Capital Bikeshare is doing more than moving people around on red bikes. It's also helping sell houses and apartments and draw people to businesses.
The bike-sharing system, which has more than 175 docking stations across the District, Arlington and Alexandria, has become the latest tool to spur development and attract young people. Soon it will be coming to Montgomery County, and other communities are trying to bring it to their neighborhoods.
Craigslist showed 72 active housing listings touting proximity to bikeshare on Friday. It is featured on Airbnb as a perk for visiting tourists seeking to rent out locals' homes. Wal-Mart is planning to add the docking stations to its stores coming to the District, according to bikeshare officials.
About eight in 10 bikeshare members who responded to an annual survey said they are more likely to patronize a business if it is accessible by bikeshare. Those riders are a coveted demographic. They tend to be higher educated, wealthier and younger -- plus more likely to be male and white -- than the general population. Stewart Schwartz, who runs the Coalition for Smarter Growth, noted the service attracts new and young residents who are looking for walkable places to live and work. They are likely to be innovators who will help spur the economy, he said.

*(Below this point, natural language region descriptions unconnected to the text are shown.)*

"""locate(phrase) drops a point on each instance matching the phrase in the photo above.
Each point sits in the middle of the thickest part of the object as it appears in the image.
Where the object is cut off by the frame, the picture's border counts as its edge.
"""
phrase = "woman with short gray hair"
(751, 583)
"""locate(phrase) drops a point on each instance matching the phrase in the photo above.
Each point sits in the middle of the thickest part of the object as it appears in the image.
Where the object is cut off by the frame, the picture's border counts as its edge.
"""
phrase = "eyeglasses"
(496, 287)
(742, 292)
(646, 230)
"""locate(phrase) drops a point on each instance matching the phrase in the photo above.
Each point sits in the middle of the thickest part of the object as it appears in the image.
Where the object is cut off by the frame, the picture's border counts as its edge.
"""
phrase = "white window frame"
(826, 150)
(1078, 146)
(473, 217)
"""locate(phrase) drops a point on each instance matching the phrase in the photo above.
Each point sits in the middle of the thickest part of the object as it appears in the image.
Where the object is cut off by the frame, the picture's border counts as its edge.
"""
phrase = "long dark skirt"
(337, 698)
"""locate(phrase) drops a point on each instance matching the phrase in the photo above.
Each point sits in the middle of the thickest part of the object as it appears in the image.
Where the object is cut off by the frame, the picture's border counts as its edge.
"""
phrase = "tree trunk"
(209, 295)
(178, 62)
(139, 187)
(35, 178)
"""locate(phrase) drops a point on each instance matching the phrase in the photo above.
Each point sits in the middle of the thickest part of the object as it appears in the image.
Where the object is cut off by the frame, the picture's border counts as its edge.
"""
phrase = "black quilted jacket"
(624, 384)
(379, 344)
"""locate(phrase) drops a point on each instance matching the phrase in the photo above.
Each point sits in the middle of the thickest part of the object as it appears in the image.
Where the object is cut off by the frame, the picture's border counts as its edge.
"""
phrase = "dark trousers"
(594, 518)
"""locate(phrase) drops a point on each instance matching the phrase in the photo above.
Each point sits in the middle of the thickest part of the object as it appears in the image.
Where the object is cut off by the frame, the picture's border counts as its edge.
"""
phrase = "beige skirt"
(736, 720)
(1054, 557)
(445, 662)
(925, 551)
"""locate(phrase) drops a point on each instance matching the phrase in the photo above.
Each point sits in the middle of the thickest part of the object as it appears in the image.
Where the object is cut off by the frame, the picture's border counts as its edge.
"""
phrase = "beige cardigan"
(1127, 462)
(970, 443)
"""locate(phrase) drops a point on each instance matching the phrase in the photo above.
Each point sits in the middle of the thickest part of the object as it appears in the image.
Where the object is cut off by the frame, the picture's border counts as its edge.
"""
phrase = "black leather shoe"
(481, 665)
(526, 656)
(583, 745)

Arlington County has viewed bikeshare as a economic development tool from the start, according to Chris Hamilton, who runs Arlington County commuter services. He said retailers, restaurants and shop owners want to be near the docking stations. "I think it's helping our local economy," he said.
The bikeshare stations were not always so coveted, though. A few years ago, neighbors near Lincoln Park in Capitol Hill fought against a docking station near them. But now, officials said, some developers are seeking them out.
Christopher Leinberger, a George Washington University professor and Brookings Institution fellow, said that Capital Bikeshare could become akin to cars and Metro in changing the dynamics of development around the region. Leinberger has studied the economic impact of Metrorail, which has spurred billions of dollars of development around the region in the past 37 years. "It could be that significant and yet it's really cheap," he said.
But bikeshare does not have the stability of Metro stations, noted Matt Klein, president of D.C. developer Akridge. Bikeshare docks are solar-powered, which has made them easy to install without needing to wire into the power grid. But that same ease of installation makes them easy to take away. By contrast, fixed rail Metro stations provide a predictable and unmovable piece of transportation infrastructure that can transport far more people than a 40-bike docking station, he said. Developers can build around a Metro station confident it will likely attract a permanent and steady flow of people.
Still, Klein said bikeshare is nice to have near Akridge projects. "It would fall more into an amenity category than important transportation infrastructure," he said. "It may evolve into something more."